Another option is to use embedded documents, so all user activities will be stored in one document:
class SiteActivity
include Mongoid::Document
belongs_to :user
embeds_many :user_activities
validates :user_id, uniqueness: true
end
class UserActivity
include Mongoid::Document
include Mongoid::Timestamps
embedded_in :site_activity
belongs_to :activity, polymorphic: true
end
So now I don't need to search through all SiteActivities (many many records) but I can fetch one user_activity
for current_user and find activity I need through it embedded documents.
Which way is more efficient to store and search data?
My ordinary use case is:
I have got a user and a post so I am fetching for site_activity with this data to see the date when this user visited post last time.
with my first option:
activity = SiteActivity.where(user_id: current_user.id, activity_id: post.id, activity_type: post.class)
with second
user_activity = SiteActivity.where(user_id: current_user.id)
activity = user_activity.user_activities.where(activity_id: post.id, activity_type: post.class)
It would be better to use the first approach(individual documents) and use a capped collection if possible, as you don't want to have rapidly growing collection(mongoid will have support for capped collections in 2.2, which would be out this weekend I guess).
The second approach(embedded documents), you will need to first fetch the root document for the user and then traverse the array in application to find the activity related with post you are looking for.

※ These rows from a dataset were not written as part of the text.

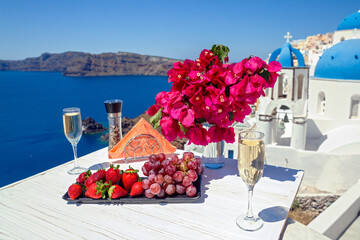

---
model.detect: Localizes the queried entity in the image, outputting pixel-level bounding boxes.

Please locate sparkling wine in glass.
[236,131,265,231]
[63,108,87,174]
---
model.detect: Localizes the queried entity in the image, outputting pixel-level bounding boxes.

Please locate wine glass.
[63,107,88,174]
[236,130,265,231]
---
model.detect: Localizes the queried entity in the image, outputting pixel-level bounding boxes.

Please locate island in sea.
[0,51,179,77]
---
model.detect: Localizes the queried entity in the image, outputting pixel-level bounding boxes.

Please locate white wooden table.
[0,148,326,239]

Mongoid may make it look like everything is done in db due to similarity of syntax in finding an embedded document, but its really iterating the array.
As you already have the user_id, activity_id and activity_type before making a query, and you would not want the whole list of activities for the user to be retrieved from db when you are looking for a particular activity, I will prefer first case. There would be much less calculations(searching) in application and there will be much less network traffic.

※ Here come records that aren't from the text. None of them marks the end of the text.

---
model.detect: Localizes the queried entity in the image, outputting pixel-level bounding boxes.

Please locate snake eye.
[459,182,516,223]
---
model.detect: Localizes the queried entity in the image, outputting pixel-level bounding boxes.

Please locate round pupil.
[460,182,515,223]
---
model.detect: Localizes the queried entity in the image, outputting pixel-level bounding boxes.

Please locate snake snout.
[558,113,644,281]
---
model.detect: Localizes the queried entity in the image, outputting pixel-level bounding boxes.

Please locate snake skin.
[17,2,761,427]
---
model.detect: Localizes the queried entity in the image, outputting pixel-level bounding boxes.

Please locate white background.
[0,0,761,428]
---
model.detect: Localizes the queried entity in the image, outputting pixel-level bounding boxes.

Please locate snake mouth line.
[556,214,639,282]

With individual documents approach, it would be great if you also create a unique index on user_id, activity_id, activity_type. It will help you contain the number of documents. You can have the uniqueness validation(extra query), but that would be mostly unnecessary if you have the unique index. The only benefit of validation will be an validation error if there are duplicates, but index will ignore duplicate entries silently unless you persist in safe mode.
In case you also want the historical site activity to be persisted, you can have the structure like:
class SiteActivity
include Mongoid::Document
include Mongoid::Timestamps
belongs_to :user
belongs_to :activity, polymorphic: true
index [:user_id, :activity_id, :activity_type], :background => true, :unique => true
field :last_access_time, :type => Time
# last_access_times just here for history, not used
field :last_access_times, :type => Array, :default => []
end
activity = SiteActivity.find_or_initialize_by(:user_id => current_user.id,
:activity_id => post.id, :activity_type => post.class)
time = Time.now.utc
activity.last_access_time = time
activity.last_access_times << time
activity.save
It seems that similar topic was discuss yesterday.
Look at best possible schema design for log analysis database in mongodb Maybe it will help.